Подходит момент, и внешний облик героини (в авторском опять-таки восприятии) утрачивает одномерную неженственность. Война — мужская работа — не только стесала ногти, огрубила руки, но и оставила знак подлинной доблести: у Линды появилась «красивая, просто великолепная и трагическая седая прядь через всю голову, как перо на шлеме — поникшее перо».

Правда, вырванная неожиданным и сильным ударом из состояния обыденности, Линда тут же в него и возвращается. Она даже уходит из Йокнапатофы тихо, незаметно, без тех драматических эффектов, какими обычно сопровождается у Фолкнера исчезновение героев. Отчасти этого, наверное, требовала логика жизненного поведения, характера, который осуществляет себя именно в повседневности, не ищет, напротив, избегает героического жеста. Церемониальные проводы (серафимы, епископы, Елена Прекрасная и т. д.) эту логику немедленно бы разрушили. Но может быть и иное объяснение. Писатель так и не смог решить, что же ему с этой, столь на других не похожей, героиней делать. Он точно знал, что без таких людей миру не обойтись, но эмоциональной, внутренней связи так и не возникло. Может, потому еще не возникло, что Фолкнеру, как он сам признавался, «больше по душе комические или трагические персонажи, которые взбрыкивают или дурно ведут себя». А та часть рода человеческого — похоже, Линда к ней как раз и принадлежит, — «которая медленно, но верно движется по пути к бессмертию, — довольно скучный народ». И еще он говорил — тут же, не желая, как видно, быть слишком прямолинейно понятым: те, что взбрыкивают, тоже «не выражают сущности человеческого рода. Никто за краткий миг своих семидесяти лет не может стать подлинным представителем человечества; можно быть лишь ненадолго принятым в его ряды как своего рода ориентир». Эти слова, пожалуй, более точно выражают позицию художника, он ведь всегда стремился показать раздробленность человеческого сознания. Но Линда, Линда-то как раз хочет эту раздробленность преодолеть. Она — монолит, или, как сказал бы Пастернак, «односторонний фанатик», «гений самоограничения». У Фолкнера это вызывало уважение, но еще больше — настораживало. Отсюда и бьющие в глаза противоречия в отношении к героине.

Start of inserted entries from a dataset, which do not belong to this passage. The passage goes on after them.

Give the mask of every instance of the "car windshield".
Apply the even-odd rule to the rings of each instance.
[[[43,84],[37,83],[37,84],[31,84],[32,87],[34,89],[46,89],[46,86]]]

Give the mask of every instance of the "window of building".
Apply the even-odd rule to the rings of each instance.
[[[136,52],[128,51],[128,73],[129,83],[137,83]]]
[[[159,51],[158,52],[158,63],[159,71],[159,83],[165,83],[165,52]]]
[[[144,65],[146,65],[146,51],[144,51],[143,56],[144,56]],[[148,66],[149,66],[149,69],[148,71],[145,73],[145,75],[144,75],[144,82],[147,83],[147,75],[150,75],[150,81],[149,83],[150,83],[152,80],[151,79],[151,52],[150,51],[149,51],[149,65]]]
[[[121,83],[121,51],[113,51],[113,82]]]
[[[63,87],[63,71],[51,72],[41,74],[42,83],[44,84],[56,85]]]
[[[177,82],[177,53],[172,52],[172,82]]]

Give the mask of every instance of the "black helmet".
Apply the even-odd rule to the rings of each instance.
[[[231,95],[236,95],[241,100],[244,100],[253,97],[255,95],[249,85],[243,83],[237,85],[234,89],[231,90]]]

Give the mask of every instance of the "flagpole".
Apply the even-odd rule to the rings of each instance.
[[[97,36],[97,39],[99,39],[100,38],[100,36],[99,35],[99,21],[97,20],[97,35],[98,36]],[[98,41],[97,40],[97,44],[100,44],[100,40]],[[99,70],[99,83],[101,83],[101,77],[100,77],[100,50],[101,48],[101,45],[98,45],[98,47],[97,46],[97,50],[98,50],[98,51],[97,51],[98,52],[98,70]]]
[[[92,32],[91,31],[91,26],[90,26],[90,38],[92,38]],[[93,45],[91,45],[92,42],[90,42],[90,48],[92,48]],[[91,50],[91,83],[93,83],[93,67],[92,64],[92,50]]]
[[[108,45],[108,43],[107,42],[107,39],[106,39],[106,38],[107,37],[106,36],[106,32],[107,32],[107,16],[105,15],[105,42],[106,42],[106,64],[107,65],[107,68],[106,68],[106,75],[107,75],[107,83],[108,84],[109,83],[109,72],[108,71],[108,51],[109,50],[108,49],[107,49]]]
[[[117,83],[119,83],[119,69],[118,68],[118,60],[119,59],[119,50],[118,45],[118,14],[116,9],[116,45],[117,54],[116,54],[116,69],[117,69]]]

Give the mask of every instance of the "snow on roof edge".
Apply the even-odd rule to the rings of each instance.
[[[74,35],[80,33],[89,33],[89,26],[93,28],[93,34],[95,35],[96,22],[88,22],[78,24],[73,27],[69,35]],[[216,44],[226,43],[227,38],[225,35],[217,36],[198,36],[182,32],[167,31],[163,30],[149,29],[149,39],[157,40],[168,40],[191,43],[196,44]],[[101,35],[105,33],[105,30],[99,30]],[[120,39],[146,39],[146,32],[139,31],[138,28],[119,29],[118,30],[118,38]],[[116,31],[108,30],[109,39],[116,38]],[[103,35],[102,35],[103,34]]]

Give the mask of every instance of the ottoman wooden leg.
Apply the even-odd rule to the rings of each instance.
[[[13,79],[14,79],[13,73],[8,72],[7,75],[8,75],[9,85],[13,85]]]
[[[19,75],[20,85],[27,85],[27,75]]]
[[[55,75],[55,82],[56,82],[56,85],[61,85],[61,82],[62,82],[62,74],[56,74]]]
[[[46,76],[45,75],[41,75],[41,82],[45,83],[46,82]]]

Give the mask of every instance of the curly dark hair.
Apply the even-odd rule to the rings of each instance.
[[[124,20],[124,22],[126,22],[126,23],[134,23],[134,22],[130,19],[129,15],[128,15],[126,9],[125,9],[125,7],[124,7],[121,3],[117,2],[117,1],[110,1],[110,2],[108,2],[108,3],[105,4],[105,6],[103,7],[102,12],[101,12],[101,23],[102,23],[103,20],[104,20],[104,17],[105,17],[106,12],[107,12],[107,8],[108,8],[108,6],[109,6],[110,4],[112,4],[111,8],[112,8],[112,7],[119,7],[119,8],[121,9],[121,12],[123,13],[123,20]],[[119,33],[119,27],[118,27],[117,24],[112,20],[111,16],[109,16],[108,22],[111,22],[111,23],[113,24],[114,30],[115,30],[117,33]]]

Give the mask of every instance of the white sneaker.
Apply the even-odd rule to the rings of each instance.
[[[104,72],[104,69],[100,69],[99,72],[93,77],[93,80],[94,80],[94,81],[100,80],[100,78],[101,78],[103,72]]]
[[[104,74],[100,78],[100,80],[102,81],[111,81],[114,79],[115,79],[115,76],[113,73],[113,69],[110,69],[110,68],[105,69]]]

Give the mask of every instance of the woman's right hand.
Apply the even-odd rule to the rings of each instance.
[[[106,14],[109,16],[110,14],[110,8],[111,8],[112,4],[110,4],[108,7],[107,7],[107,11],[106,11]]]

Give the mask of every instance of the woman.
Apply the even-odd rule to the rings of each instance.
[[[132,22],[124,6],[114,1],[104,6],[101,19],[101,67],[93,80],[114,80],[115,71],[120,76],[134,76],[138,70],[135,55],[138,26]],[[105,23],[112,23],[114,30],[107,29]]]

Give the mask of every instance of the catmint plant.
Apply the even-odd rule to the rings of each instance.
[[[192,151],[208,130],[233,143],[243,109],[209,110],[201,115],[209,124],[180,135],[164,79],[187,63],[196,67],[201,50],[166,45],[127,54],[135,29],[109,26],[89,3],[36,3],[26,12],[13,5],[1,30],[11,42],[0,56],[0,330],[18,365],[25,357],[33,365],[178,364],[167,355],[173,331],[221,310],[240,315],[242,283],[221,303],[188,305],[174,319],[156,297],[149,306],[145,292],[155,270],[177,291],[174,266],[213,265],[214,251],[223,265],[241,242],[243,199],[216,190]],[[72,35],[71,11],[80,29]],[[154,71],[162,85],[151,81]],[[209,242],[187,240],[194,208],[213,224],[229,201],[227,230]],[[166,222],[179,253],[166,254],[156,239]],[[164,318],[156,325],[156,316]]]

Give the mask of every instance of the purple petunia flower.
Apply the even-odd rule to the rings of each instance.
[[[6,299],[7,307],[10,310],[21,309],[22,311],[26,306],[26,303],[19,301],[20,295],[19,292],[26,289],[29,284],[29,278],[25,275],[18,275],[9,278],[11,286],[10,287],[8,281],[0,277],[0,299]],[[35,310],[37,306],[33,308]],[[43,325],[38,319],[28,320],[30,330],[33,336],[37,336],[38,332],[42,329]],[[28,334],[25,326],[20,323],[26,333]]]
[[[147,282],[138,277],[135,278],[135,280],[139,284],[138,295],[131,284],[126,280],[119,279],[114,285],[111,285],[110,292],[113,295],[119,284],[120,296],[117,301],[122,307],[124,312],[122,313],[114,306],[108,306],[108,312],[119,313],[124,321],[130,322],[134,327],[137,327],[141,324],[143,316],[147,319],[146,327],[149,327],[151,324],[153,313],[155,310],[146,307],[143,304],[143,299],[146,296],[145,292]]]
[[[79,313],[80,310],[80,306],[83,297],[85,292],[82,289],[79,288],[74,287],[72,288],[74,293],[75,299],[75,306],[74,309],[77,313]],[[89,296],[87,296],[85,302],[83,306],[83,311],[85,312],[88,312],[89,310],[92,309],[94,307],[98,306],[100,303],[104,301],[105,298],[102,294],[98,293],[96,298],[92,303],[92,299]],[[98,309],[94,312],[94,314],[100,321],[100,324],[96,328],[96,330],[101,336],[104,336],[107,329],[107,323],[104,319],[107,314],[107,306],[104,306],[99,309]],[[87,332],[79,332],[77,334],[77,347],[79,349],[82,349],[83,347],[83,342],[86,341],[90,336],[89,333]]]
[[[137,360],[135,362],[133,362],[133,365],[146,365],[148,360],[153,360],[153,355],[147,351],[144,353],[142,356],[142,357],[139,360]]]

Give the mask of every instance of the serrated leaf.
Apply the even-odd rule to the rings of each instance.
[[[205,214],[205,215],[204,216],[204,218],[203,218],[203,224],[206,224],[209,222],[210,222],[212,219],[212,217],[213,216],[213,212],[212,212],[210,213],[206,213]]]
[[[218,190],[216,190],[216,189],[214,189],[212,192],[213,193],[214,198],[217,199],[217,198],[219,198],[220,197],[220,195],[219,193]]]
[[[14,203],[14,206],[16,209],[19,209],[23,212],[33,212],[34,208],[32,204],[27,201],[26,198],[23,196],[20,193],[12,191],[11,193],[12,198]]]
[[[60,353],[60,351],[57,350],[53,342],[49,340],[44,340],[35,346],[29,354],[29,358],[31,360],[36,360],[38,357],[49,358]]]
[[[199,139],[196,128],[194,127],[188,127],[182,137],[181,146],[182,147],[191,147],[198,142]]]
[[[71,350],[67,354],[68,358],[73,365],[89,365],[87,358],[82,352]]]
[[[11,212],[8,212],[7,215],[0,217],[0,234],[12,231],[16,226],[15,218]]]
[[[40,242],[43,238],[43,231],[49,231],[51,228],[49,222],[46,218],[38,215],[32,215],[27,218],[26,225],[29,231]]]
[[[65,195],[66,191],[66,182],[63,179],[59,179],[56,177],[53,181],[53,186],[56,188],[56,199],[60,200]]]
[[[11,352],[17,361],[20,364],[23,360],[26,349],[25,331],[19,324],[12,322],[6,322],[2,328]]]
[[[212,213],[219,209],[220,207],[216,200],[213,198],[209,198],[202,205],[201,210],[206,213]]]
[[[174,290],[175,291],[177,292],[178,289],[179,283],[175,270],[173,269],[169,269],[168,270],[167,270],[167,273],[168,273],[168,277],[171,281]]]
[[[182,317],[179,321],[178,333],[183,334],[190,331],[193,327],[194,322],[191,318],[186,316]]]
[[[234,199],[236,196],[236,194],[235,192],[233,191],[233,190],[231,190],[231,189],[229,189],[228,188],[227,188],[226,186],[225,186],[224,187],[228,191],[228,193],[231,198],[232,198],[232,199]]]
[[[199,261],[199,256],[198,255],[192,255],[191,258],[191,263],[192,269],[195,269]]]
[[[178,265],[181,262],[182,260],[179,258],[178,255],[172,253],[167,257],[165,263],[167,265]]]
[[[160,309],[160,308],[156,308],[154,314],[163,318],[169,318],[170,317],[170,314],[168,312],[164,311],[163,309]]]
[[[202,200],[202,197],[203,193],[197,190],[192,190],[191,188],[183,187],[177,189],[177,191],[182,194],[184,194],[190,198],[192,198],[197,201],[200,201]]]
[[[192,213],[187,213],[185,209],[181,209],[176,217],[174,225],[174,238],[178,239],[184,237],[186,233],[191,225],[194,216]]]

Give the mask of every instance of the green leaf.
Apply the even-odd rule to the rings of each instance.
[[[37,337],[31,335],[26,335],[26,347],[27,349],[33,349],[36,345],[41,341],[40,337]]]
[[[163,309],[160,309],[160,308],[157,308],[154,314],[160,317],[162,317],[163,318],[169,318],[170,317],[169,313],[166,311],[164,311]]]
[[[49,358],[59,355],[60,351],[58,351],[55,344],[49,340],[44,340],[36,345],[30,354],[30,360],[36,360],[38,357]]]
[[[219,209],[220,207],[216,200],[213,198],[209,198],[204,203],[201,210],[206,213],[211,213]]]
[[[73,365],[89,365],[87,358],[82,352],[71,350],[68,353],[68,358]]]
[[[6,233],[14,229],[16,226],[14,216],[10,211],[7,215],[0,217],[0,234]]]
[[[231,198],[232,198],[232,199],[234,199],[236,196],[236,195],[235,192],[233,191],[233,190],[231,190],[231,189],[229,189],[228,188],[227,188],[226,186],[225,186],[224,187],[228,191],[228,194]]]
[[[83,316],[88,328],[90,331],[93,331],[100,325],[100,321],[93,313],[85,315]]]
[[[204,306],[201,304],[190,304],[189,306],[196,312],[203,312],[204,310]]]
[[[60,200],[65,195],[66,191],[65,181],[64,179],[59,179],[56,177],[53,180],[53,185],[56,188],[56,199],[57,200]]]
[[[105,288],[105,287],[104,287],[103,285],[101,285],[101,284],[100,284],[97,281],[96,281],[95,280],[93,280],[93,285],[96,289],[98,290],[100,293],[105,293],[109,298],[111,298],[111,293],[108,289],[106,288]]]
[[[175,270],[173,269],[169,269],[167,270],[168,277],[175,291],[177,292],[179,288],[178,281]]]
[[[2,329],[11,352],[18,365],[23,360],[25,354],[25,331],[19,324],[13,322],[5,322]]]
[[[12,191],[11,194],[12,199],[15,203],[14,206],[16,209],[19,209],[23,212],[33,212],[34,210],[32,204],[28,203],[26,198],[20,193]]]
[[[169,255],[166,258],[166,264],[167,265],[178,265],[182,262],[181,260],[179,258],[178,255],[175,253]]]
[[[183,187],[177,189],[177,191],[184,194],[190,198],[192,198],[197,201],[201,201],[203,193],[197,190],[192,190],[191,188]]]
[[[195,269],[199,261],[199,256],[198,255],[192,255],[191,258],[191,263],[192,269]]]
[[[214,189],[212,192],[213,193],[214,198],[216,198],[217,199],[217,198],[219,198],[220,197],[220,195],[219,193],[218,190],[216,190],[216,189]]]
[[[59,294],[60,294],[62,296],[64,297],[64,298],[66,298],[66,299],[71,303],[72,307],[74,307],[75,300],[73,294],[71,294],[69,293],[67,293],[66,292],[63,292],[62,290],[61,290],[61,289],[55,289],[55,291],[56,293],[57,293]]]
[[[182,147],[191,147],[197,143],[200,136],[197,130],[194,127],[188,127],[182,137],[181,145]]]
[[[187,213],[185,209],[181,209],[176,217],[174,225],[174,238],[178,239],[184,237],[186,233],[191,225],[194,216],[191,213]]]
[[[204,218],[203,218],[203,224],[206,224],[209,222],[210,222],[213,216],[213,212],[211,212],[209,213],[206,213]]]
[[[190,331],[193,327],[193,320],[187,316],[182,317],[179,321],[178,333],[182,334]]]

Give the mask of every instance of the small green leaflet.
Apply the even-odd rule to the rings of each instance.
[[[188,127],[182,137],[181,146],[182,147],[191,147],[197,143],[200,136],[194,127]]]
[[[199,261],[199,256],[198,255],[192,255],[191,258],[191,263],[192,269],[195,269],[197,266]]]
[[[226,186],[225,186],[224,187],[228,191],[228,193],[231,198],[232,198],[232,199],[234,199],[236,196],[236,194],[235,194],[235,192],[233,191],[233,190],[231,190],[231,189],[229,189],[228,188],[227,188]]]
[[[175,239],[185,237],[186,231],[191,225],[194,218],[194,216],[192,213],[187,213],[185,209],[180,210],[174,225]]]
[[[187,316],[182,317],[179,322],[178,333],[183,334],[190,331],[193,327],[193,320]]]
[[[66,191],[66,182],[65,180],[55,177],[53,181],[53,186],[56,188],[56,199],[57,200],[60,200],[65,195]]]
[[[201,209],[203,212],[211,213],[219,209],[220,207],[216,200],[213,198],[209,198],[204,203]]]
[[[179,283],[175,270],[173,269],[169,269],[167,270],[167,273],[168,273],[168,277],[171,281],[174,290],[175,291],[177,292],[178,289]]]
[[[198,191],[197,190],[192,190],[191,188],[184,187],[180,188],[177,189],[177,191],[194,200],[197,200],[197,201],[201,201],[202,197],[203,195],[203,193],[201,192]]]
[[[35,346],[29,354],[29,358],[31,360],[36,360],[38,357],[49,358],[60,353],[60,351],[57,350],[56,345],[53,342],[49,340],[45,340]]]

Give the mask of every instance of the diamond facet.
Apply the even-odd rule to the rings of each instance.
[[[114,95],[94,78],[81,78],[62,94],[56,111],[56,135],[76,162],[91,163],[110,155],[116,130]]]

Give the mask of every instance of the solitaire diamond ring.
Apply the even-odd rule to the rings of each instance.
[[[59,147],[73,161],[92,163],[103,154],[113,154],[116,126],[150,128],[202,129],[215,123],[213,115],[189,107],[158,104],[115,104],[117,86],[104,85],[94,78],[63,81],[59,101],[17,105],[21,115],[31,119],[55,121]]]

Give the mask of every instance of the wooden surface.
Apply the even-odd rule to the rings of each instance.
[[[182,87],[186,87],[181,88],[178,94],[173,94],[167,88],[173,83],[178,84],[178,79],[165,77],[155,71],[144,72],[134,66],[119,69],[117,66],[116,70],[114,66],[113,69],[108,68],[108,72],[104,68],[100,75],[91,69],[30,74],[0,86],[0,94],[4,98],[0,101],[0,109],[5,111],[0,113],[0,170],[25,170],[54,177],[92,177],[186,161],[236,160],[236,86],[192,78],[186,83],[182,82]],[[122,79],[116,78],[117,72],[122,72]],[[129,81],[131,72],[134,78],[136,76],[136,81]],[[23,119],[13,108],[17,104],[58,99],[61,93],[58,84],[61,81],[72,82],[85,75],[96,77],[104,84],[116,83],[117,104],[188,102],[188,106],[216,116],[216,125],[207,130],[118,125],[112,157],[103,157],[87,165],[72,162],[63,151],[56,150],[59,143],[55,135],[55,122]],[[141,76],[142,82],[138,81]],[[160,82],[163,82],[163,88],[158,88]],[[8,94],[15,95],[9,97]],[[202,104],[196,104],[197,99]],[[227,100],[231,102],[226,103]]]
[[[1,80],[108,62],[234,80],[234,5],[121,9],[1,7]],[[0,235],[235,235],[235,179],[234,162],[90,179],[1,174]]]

«Особняк» был встречен сдержанно. Да, повторяли критики, Фолкнер — великий писатель, и уж безусловно — лучший в Америке, но этот роман — не из самых сильных, в нем есть мастерство, в нем ощутима воля художника, но нет, говорилось в одной из рецензий, «того неотразимого творческого порыва, что столь чудесно возвышает ранние его вещи».